Authors: Elana K. Arnold
Tags: #Teen & Young Adult, #Literature & Fiction, #Social & Family Issues, #Friendship, #Romance, #Contemporary
Ah, the Fool—that was who I had wanted to be, was it not? I had asked for it, even welcomed it. And now here I was. It is funny how you can think you know what you are asking for, but of course you do not know at all until you get it. I had wanted to step off a cliff, and so I had. Was this where I had intended to land?
Of course I knew that any cards I might have pulled could have meaning for anyone who chose to look for it. These cards or an entirely different spread of cards could equally reveal something to me if I wanted them to.
I heard the tent’s flap rustle and I turned to find Anelie staring in at me. Ah. This was who I had come to see, and she had found me. I smiled tentatively and held my arms open for her, unsure of her reaction. I feared she might scream at me out of fear or anger, or the way one might scream at the appearance of a ghost.

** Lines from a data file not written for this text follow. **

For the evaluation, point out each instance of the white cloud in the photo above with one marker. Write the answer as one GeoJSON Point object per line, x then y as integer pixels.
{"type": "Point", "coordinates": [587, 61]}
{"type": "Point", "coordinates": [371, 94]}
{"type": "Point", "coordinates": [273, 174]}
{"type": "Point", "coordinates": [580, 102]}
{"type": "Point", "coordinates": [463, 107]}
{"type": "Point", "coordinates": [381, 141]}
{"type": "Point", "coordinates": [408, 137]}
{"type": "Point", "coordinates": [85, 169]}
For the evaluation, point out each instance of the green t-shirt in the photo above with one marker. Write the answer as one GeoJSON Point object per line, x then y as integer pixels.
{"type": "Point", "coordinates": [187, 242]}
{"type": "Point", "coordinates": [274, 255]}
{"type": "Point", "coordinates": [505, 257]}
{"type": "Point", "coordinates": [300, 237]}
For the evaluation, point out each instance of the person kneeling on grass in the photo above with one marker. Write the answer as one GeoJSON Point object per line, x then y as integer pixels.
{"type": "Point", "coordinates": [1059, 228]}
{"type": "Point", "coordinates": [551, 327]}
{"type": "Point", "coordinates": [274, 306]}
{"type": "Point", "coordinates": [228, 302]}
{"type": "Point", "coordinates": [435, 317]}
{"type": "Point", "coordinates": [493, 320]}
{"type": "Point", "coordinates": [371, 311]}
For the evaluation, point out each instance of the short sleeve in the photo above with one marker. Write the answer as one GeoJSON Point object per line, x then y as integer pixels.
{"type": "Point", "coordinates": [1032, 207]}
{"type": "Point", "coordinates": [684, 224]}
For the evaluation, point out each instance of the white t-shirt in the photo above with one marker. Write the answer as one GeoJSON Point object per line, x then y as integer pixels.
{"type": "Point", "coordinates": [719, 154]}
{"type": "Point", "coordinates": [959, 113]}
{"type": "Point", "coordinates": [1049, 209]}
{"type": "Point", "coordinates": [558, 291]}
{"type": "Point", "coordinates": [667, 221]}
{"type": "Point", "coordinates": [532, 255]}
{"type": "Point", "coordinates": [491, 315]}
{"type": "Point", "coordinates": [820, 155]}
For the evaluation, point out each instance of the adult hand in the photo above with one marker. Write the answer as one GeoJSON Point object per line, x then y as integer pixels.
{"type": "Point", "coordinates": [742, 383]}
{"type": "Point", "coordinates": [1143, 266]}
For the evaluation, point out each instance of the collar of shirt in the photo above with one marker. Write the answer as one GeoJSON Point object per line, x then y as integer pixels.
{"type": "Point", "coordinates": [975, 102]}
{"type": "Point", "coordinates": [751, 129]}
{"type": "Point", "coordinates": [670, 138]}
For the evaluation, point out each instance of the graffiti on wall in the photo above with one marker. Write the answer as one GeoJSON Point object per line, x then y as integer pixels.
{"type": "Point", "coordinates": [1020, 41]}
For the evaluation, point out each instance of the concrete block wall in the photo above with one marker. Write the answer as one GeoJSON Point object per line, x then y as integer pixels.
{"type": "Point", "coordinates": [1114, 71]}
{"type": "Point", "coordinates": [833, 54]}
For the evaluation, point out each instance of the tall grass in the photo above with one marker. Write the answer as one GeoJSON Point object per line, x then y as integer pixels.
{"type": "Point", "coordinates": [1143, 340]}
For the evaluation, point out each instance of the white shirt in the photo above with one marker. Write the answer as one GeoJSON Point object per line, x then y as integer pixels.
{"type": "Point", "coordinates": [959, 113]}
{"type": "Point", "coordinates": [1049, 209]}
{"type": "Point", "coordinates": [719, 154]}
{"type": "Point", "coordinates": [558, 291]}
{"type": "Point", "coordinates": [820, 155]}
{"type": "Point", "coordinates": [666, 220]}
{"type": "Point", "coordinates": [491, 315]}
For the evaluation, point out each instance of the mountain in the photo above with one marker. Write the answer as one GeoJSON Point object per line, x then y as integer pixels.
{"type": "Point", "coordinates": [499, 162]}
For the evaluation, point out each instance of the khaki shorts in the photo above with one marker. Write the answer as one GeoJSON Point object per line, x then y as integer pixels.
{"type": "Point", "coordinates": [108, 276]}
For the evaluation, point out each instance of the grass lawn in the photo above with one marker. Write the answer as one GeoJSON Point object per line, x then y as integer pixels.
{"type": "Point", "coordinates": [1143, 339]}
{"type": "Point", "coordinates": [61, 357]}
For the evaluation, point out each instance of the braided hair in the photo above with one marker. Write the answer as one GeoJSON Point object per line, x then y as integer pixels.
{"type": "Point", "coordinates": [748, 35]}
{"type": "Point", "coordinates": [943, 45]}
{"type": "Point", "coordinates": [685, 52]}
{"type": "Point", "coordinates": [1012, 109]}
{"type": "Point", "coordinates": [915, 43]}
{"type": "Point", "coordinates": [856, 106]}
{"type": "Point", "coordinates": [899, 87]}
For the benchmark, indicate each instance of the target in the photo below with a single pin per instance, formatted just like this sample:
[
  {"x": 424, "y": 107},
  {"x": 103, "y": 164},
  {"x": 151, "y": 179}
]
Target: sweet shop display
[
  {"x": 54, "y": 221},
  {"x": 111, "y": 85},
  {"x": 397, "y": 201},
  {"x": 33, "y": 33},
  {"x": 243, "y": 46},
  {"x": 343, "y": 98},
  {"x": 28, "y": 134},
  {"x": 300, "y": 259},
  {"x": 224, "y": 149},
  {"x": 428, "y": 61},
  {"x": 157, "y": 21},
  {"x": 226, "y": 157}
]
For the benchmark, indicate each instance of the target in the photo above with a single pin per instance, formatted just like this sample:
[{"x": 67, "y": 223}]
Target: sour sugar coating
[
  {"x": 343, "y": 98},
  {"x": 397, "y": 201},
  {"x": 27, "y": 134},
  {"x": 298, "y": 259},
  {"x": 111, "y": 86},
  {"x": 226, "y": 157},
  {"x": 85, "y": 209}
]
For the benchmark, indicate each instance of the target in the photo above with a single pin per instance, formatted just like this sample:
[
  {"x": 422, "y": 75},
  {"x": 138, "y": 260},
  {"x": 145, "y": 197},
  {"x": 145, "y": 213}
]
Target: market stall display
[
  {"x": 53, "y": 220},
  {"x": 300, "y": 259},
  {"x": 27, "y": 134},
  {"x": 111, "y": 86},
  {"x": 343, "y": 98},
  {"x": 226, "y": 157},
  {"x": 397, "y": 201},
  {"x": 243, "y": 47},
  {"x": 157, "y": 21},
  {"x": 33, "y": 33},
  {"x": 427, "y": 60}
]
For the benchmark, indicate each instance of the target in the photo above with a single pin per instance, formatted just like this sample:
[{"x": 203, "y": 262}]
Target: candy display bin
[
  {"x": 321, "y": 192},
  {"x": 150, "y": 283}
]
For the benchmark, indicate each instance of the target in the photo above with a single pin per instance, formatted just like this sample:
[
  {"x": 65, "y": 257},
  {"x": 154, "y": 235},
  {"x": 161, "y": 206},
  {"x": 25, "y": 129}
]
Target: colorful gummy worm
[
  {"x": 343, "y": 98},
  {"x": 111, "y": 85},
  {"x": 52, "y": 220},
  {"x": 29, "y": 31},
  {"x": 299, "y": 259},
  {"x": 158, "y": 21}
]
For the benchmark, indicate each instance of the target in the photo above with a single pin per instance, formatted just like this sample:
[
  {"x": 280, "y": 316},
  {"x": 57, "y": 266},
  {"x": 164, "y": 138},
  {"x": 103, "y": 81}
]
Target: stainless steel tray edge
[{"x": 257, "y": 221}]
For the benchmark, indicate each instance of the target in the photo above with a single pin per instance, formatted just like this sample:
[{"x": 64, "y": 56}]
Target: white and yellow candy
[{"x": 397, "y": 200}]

“Lala,” she said, and she ran to me. We embraced and said nothing for long minutes, until her sobs had quieted. I did not allow myself to cry; what right had I to tears, when I had chosen my path?
Instead I stroked her hair and concentrated on memorizing the smell of her, warm and sweet in my arms.
“Is it true what they say about you?”
I nodded into her hair. “Most probably,” I said, “if what they are saying is that I was alone with a
gazhò
, and I let him touch me, and I waved my skirts at our own men.”
“That is what they say.” Anelie was miserable. “But Lala, why?”
Such a simple question. But such a complicated, twisting and turning answer. “I would not have been happy, Anelie.” That was the best, truest answer I could give.
“Are you happy now?”
Ah, Anelie. Such a smart girl. Such a quick learner. I remembered then the card I had set aside—the Page of Cups. An apprentice, in my Immediate Future. And here she was, arrived to me as if I had called her. There is no magic in this world—that I knew to be true. And yet, perhaps …
“Do Mother and Father know you have come out here?”
“Father is sleeping. Mother sent me.”
“She sent you? What for?”
“She saw the light. She wanted me to give you this.”
Anelie held out a bag to me. It was my own leather satchel.
“She wants you to know that she loves you. She says—she will miss you.”
“But not that I should stay.”
“No. She did not say that.”
I nodded. I felt terribly, terribly sad.
“What will you do, Lala?” Her voice was anguished.
What
would
I do? What would I become? I did not wish to show my fear to Anelie. Hers was too great already; I would not make it worse, if I could help it.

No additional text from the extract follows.